Plaintiff in this action seeks to enjoin what it terms the Secretary's "wrongful" approval of a dialysis facility located on the northwest side of Chicago in close proximity to one of plaintiff's facilities. The facts as alleged by plaintiff are that a Dr. Walid Ghantous on May 23, 1978, sought advance approval of an ESRD facility with 28 dialysis stations to serve patients from the suburban area north of Chicago. In accordance with the agency's usual practice, the HHS regional office submitted the Ghantous application for comment by "Network 15," the ESRD network organization for Illinois, which recommended approval with certain limitations on the number of dialysis stations. The HHS regional office initially denied the application because of insufficient showing of need, but, on March 26, 1979, after receiving additional information from the applicant, gave advance approval for a facility with six dialysis stations. Approximately five months later, the HHS regional office was notified that construction of the Ghantous facility was underway at 4848 West Belmont Avenue on the northwest side of Chicago and granted a requested extension of the advance approval.2 On February 6, 1980, the Illinois Department of Public Health, the state licensing agency, conducted an on-site inspection of the new facility and, on February 8, 1980, certified it for operation. However, at the time the complaint was filed, HHS had not yet issued the Ghantous facility its federal provider number, and it was this event that plaintiff's suit was intended to prevent.

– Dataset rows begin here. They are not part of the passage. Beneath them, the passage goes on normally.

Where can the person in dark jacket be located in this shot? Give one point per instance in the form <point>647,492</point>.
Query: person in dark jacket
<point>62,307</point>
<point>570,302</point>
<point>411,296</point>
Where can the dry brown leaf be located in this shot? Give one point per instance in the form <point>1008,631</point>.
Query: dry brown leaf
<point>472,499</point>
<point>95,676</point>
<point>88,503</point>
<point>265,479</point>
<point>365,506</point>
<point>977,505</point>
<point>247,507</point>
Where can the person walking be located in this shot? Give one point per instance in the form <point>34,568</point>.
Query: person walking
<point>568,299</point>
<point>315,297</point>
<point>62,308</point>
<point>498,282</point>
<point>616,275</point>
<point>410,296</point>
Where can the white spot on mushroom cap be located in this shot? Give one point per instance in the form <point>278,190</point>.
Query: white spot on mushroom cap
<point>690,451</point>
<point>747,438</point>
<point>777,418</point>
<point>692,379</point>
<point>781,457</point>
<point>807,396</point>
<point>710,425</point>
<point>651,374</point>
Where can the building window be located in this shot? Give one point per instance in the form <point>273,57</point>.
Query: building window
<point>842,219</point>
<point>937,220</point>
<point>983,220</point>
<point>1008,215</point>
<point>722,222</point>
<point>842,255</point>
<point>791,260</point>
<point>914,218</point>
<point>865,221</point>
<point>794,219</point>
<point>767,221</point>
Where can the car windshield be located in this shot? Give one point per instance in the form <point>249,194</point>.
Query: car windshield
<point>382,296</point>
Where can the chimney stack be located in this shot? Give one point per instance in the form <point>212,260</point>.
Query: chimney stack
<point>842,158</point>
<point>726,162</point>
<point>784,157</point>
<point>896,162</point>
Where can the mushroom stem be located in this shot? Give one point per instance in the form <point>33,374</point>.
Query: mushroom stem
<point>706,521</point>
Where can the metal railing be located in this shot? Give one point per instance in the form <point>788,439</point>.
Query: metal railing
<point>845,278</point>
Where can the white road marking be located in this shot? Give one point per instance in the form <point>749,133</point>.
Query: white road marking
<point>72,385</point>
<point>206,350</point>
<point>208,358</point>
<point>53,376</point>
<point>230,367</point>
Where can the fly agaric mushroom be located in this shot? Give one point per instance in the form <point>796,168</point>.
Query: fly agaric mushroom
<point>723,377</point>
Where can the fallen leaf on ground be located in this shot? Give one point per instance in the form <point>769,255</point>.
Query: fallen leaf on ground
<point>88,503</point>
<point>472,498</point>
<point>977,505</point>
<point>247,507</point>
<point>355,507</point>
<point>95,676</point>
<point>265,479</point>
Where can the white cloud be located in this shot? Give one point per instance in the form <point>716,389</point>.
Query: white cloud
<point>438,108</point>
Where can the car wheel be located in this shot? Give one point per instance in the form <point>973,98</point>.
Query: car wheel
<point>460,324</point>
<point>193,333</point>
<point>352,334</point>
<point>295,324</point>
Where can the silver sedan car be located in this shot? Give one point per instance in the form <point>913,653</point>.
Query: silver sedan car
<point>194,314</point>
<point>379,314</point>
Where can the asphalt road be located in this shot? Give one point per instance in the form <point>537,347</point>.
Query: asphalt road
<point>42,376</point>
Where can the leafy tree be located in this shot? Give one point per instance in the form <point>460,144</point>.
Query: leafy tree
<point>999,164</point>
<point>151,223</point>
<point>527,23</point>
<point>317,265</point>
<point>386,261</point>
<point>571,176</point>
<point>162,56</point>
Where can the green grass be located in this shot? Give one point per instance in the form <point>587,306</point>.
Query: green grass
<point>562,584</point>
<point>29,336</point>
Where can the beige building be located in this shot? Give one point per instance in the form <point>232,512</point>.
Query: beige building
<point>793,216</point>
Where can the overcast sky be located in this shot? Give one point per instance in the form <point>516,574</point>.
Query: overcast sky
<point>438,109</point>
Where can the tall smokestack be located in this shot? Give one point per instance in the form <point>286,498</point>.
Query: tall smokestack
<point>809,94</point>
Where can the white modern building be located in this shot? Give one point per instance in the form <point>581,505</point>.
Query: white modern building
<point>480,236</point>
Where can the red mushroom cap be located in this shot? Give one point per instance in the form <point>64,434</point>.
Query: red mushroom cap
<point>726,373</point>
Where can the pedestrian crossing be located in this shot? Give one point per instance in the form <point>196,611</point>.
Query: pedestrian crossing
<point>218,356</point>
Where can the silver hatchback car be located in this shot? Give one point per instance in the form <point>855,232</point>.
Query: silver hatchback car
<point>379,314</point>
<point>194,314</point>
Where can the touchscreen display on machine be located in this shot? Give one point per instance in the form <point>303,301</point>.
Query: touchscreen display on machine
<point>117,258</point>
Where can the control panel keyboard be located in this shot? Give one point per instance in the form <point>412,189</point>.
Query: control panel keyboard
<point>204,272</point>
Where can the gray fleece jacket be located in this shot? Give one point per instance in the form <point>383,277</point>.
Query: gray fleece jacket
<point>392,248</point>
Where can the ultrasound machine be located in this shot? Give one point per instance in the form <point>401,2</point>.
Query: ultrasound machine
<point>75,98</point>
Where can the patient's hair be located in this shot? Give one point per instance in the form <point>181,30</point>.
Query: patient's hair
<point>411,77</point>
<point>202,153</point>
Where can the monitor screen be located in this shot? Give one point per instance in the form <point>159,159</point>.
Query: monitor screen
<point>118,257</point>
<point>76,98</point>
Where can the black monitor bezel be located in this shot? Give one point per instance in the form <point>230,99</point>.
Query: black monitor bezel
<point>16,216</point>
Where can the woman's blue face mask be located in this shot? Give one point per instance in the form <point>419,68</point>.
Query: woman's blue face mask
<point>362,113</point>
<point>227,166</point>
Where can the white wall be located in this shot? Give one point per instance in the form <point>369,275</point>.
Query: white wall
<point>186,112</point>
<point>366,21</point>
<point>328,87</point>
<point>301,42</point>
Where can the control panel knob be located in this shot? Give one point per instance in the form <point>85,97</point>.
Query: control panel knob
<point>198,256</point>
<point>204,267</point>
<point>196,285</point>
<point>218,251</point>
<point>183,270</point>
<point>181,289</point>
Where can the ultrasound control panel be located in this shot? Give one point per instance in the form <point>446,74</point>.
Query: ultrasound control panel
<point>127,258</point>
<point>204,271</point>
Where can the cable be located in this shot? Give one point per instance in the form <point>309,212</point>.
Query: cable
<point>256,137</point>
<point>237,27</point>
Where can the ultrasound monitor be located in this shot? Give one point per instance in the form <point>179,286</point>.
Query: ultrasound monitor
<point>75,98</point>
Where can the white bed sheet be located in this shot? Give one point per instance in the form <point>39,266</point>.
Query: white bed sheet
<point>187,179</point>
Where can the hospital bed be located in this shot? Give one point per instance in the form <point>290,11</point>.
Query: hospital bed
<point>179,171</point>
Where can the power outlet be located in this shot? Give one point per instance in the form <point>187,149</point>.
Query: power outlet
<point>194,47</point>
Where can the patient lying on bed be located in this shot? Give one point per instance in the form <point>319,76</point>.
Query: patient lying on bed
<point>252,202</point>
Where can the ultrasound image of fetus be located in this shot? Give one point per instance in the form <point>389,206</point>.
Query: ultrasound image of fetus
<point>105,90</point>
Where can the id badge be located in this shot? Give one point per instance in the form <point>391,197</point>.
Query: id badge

Plaintiff alleged that the original advance approval of the Ghantous application contemplated a facility to serve the suburban area north of Chicago, not a facility located on the northwest side of Chicago, so that the agency's extension of advance approval to the facility without a new inquiry into need and a resubmission of the application to Network 15 was arbitrary and capricious, an abuse of discretion, and in violation of the applicable statute, regulatory provisions, and agency practices. Plaintiff further alleged that it would suffer irreparable harm through loss of patients, revenue and investment monies if the approval was permitted to stand and that the agency's wrongful approval violated plaintiff's due process rights under the Fifth Amendment.